Each of these options have a lot of cons, for example:
- Going to school means student loans, and also the risk of going blind with all of the reading etc. if I go blind who pays my loans back? Also, I’d be left back where I am now.
- Working — again, the risk of going blind. I already have no vision in one eye. Is it really worth it?
- I don’t think I could ever sit on my ass and rely on a cheque at the end of every month. Not to mention who could live off of that amount?
One thing that goes with all of these options is that I also need daycare or a babysitter for Alyssa, I would need transportation as I do not have a vehicle and Matt works 6 months a year away.
It seems like no matter which way I turn there are numerous things that stop me from being able to make a decision. My doctor is pretty much against all of my options but how can I be expected to live off of nothing?
I am really under a lot of stress lately. I don’t know what to do or where to turn & i feel like I’ve exhausted every option. Anytime I try to contact placement agencies for work or look for help getting Alyssa into daycare they fall back on the “But your doctor said you can’t work” .. so who’s going to hire me?

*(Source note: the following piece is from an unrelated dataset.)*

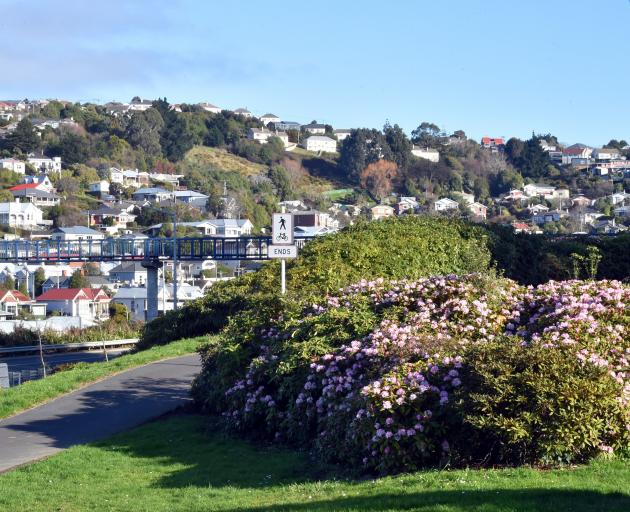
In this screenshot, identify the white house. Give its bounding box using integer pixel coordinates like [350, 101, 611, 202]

Like I said, I feel like I’m between a rock and a hard place. The only thing that’s keeping my sanity is my beautiful little girl and seeing her happy. I’m sure things will work out in the long run.. it’s just to try and make the best decision for myself. I cannot predict the future or when / if I will lose my sight completely… I just need some advice from someone other than family (because they have all sorts of opinions).